A Clojure implementation of the string rewriting system from Donald Knuth's The Art of Computer Programming, section 1.1. Knuth attributes the system to A.A. Markov the younger. It is not identical to the system of "Rules" given in the Markov algorithm Wikipedia article, and I have not personally verified its Turing-completeness.
Pull requests are welcome, as is feedback in any form.
(require [markoff.core :refer :all])
(markoff input-str pgm-vec)
Input-str
should be a string. Pgm-vec
should be a vector of maps, each containing the following keys:
- :theta, the substring to search for
- :phi, the substring with which to replace theta if it is found
- :a, the index of the map to jump to if theta is not found
- :b, the index of the map to jump to if theta is found and replaced
The names of the keys are taken from the symbols used by Knuth in the text. Right now, the absence of any of these four keys from any map may cause the program to crash.
Execution begins with the first map in the vector, whose index is 0.
After each step, the working string is printed to standard output if it has changed.

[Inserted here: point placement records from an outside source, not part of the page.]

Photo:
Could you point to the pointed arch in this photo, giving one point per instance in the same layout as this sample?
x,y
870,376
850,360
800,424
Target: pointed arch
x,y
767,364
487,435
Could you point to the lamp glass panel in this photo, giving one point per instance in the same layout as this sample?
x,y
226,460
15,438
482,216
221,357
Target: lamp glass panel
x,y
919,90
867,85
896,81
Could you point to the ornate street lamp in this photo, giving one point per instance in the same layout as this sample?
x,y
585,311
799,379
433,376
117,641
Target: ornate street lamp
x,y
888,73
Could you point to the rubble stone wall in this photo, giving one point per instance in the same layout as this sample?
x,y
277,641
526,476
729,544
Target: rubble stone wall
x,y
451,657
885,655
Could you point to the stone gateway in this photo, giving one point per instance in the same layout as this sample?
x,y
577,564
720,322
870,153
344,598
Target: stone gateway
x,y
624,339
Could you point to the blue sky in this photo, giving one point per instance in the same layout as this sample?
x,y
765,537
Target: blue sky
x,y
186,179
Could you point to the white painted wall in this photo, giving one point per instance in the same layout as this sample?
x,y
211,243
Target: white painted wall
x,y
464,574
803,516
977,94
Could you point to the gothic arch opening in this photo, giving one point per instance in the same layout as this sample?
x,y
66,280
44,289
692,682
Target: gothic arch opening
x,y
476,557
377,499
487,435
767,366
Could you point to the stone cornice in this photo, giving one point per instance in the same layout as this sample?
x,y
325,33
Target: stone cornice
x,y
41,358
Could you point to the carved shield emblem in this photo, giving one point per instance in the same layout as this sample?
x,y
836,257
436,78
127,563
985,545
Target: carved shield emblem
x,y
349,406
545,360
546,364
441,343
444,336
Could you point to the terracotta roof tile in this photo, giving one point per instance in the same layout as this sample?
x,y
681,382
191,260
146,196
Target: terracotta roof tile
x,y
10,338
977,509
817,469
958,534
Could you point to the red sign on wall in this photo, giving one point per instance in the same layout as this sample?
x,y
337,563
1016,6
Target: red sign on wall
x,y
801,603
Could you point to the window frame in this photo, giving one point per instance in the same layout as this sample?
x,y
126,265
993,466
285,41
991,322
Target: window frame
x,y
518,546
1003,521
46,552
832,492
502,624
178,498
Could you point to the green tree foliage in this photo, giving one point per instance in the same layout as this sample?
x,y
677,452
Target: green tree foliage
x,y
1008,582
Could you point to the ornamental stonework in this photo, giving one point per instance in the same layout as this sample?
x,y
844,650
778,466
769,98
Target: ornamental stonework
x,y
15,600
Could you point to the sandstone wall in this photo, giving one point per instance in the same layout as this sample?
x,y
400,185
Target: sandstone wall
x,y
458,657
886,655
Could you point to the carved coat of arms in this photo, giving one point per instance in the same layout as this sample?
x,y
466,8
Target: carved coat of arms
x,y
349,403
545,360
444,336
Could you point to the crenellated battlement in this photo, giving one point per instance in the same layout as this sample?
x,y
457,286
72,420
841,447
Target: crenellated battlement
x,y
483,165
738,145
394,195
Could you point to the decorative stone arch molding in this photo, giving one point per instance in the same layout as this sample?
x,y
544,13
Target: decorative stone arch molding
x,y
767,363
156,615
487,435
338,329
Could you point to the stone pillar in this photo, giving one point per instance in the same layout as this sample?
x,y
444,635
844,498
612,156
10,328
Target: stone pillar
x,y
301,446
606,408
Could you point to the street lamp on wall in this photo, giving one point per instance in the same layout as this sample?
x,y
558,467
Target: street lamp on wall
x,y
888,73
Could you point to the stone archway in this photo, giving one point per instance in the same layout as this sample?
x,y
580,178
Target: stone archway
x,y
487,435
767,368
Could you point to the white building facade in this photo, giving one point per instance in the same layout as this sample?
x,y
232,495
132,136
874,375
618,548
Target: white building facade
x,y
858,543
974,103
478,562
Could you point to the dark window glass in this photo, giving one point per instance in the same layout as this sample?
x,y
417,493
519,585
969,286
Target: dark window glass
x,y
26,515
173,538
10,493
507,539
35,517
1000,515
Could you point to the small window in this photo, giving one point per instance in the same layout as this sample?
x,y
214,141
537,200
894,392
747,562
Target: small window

Execution terminates when directed to a map whose :a and :b tags both point to the map itself. Here is a simple example:
(def simple-pgm
[{:theta "foo" :phi "bar" :a 1 :b 0} ; Replace all instances of "foo" with "bar", then...
{:theta "baz" :phi "quux" :a 2 :b 1} ; Replace all instances of "baz" with "quux", then...
{:theta "" :phi "Voila!" :a 2 :b 2}]) ; Prepend "Voila!" to the working string and halt.
At present, the program does not provide for any other mode of termination.
The markoff.gcd
namespace contains a Markoff program implementing Euclid's algorithm for finding the greatest common divisor of two integers, as given in the solution to Knuth's exercise 1.1-8 (2nd edition).
(gcd m n)
This will construct a working string of m a's followed by n b's. The final output will be a string of GCD(m, n) a's.
Entering lein run
while in the markoff
directory will demonstrate the use of markoff.gcd
to calculate the GCD of 48 and 28.
- Proper failure when given incorrect type of input
- Detection and handling of missing keys in program
- Optional limit on time spent, or number or duration of steps taken -- What behavior when the limit is reached?
- Output options: show working string at each step, only upon change (as at present), or not at all
- More verbose final output: number of steps, max length of string, proportion of search misses...
- Additional sample applications -- Might this program actually be useful for something?
- Public API
- Web interface
- Generalization to other kinds of collections
- Demonstration of Turing-completeness
- Proper failure on invalid input (negative or non-integer numbers, etc.)
- Option to use different letters than "a" and "b"
- Legible final output ("The GCD of 48 and 28 is 4")
v0.1.1 released 3 April 2014 (suppressed printing of unchanged working string)
v0.1.0 released 6 March 2014 (first working version of core and gcd)
Copyright © 2014 Dell Adams, EIT
Distributed under the Eclipse Public License either version 1.0 or (at your option) any later version.